Board of Regents President John Klebba announced today that State Technical College of Missouri’s outgoing president Dr. Donald Claycomb will be receiving an honorary degree from the college and the Information Technology Center will be dedicated and renamed the Dr. Donald M. Claycomb Information Technology Center.
Claycomb has been president of State Tech for 23 years and will be retiring on June 30. According to Klebba, Claycomb’s level of contribution over the years is deserving of the college’s first honorary degree and the dedication of the building that is the hub of the main campus.
During the college’s annual employee appreciation and retiree luncheon on Friday, Klebba announced that Claycomb would be receiving an honorary degree for his service and dedication to the college. The degree will be presented to Claycomb at the 10 a.m. commencement ceremony on Saturday, where he will serve as the keynote speaker.

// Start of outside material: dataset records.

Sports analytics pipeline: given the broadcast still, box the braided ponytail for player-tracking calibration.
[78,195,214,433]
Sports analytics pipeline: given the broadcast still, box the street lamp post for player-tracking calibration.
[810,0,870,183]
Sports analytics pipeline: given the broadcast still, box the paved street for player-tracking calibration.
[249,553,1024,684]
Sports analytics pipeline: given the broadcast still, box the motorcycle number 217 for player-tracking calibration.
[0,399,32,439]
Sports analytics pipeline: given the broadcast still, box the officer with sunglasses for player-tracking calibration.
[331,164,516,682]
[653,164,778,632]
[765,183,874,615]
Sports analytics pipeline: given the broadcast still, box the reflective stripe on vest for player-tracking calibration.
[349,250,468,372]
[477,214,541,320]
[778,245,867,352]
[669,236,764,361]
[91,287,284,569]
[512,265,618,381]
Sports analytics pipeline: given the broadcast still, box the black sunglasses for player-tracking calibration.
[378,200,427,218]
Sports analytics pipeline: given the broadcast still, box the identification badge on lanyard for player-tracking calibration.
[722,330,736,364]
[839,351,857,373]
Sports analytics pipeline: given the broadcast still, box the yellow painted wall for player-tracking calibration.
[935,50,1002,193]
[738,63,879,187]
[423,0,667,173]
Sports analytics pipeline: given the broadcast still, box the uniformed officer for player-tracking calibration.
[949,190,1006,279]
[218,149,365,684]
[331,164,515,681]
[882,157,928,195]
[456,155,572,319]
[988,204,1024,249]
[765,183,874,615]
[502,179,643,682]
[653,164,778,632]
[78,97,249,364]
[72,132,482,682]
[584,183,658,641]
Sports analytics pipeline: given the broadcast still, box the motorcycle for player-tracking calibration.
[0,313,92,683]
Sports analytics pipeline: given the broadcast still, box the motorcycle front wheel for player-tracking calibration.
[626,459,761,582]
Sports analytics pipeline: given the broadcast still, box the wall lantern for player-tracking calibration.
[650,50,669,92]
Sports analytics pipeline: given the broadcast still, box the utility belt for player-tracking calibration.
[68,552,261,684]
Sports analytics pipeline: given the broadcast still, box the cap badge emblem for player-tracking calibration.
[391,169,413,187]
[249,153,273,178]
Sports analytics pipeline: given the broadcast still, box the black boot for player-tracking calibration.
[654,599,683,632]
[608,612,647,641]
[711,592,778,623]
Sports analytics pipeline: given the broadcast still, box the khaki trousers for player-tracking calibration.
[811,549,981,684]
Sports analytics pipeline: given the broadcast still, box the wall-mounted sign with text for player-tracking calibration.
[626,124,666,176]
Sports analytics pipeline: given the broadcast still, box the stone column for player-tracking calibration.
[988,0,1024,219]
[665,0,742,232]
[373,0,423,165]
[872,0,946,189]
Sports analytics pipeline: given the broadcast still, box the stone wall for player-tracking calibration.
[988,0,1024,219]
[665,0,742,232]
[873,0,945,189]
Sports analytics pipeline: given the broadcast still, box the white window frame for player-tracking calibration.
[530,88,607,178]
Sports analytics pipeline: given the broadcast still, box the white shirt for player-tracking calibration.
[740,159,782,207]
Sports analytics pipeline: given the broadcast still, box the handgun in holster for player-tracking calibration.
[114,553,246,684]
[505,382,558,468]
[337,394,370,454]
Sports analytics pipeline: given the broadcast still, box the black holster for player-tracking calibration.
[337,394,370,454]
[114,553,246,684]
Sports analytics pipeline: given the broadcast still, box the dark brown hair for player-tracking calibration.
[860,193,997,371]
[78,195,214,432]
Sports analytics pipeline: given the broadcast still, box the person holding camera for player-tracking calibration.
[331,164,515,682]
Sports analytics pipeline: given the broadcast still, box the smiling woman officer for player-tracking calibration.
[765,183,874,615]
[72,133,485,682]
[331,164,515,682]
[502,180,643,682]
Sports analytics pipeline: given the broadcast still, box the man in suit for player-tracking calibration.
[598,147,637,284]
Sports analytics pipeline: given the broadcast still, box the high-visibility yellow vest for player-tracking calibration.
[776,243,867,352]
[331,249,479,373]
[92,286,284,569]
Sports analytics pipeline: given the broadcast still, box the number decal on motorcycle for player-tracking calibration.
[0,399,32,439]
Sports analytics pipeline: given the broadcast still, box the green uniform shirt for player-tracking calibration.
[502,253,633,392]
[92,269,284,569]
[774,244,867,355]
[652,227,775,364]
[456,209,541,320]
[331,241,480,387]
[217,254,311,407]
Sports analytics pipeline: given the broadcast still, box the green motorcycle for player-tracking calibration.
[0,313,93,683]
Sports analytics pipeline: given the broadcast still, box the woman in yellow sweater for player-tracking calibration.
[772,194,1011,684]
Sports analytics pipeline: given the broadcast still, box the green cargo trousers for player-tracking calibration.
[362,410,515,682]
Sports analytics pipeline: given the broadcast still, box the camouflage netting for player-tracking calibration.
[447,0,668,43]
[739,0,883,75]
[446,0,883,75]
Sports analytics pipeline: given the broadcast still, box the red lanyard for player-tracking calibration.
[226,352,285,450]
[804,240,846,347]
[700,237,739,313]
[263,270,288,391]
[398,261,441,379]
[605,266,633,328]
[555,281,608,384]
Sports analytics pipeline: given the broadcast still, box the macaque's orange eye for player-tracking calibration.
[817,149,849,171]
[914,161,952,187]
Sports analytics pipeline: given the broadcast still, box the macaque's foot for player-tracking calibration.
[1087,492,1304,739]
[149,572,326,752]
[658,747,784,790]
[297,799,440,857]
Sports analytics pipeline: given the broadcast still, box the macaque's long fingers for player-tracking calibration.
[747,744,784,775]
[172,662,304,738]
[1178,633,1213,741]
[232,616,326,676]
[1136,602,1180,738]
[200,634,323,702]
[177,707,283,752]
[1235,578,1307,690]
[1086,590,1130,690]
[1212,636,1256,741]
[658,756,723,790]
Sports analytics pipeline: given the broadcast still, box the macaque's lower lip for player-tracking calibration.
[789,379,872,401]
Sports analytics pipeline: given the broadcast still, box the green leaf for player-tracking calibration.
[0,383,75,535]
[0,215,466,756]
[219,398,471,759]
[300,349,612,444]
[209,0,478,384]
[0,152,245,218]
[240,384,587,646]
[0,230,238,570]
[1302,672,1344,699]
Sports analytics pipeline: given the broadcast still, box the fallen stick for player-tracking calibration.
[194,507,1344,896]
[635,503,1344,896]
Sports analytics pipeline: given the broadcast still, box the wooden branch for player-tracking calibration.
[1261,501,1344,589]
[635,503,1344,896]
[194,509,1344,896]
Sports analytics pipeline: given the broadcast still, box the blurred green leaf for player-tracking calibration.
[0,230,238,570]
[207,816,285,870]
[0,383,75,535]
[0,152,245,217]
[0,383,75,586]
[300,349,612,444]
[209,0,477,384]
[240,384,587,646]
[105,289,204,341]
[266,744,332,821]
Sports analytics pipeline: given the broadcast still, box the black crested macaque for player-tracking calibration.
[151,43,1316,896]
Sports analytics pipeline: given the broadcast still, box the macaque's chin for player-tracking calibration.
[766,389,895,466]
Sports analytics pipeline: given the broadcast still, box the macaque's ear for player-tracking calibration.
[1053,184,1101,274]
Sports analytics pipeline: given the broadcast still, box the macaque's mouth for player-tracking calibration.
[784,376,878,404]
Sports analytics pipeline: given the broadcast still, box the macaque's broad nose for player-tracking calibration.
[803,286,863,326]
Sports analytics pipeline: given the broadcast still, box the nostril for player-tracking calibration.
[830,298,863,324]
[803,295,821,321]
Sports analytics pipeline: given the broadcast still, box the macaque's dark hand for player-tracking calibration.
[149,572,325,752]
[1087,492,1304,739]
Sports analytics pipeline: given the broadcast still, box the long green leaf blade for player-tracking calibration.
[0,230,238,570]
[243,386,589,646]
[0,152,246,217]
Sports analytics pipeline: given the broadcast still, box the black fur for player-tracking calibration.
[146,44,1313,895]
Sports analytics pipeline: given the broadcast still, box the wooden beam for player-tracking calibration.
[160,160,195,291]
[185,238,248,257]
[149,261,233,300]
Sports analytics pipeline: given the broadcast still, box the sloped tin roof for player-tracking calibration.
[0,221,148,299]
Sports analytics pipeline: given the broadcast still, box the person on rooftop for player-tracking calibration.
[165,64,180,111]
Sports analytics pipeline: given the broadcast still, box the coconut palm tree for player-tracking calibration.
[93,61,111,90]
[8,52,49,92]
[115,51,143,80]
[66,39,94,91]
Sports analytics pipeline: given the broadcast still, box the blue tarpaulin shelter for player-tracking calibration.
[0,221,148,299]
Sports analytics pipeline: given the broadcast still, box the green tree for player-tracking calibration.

“At commencement it is a custom to call upon one of our own graduates to deliver the commencement address,” commented Klebba. “We do this in order to have before the graduates an example of what our graduates can do after leaving State Tech. This year is no exception.”
“The honorary degree reflects Dr. Claycomb’s passion for the college,” said Vicki Schwinke, Chief Academic Officer. “It honors one of the many traditions that he has established for graduates to serve as our commencement speaker.”
In addition to the honorary degree, Klebba also announced the plans to dedicate and rename the Information Technology Center in honor of Claycomb. The building was completed in 2001 and was one of the first buildings to be constructed under Claycomb’s leadership.
Scott Peters, Executive Director of the Foundation for State Technical College of Missouri, stated that the college and foundation’s gift naming policy provides State Tech’s Board of Regents a vehicle to express appreciation to deserving candidates for the impact made by their level of contribution.
“Recognition through special building or other property naming can be bestowed for those making a significant financial gift or who have provided service of a meritorious nature of the college,” commented Peters.
According to Peters merit of service recognition is based upon distinguished service by an individual who through their contribution bring distinction to the institution or that through their actions, impact the course of history for the college in a positive way.
Peters stated that when he read through the evaluation criteria for the merit of service recognition, the State Tech Foundation Board of Directors eagerly supported the decision of the Board of Regents to dedicate and rename the building in honor of Claycomb.
“It’s a reminder that this building was the first of many facilities built under his leadership,” said Schwinke. “It recognizes and honors his vision and tenacity to create a college campus worthy of the State’s one and only statewide technical college.”
In addition to the honorary degree and the building dedication, Klebba also announced a new tradition was being established during the commencement ceremony.
Klebba stated that State Tech will now have a mace present at commencement. The mace symbolizes the college’s governing authority and is present only when the President and Board of Regents are in attendance. It signifies the proceedings have official sanction.
“As an ancient symbol of authority, it reminds us that State Tech is a custodian of both enduring traditions of learning and of the power to bestow upon those who come to learn,” commented Klebba.
With input from the presidential retirement committee, the Machine Tool Technology program designed and produced the mace. Machine Tool Chair and Instructor Chris Muenks stated that the mace includes some history.
“The grooves at the bottom of the mace represent the nine college presidents including Dr. Claycomb,” commented Muenks. “It also includes four images which include the old Linn Tech official seal, the Linn State Tech official logo, the current State Tech eagle logo and the current State Tech official seal.”
“Additionally, the brass pieces have the college name engraved and the college mission statement,” said Muenks. “Lastly, on top is a bronze replica of the eagle monument in the roundabout of the main campus entrance.”
Klebba announced that Claycomb’s leadership over the past 23 years warranted him to be the proper person to carry the mace for the first time.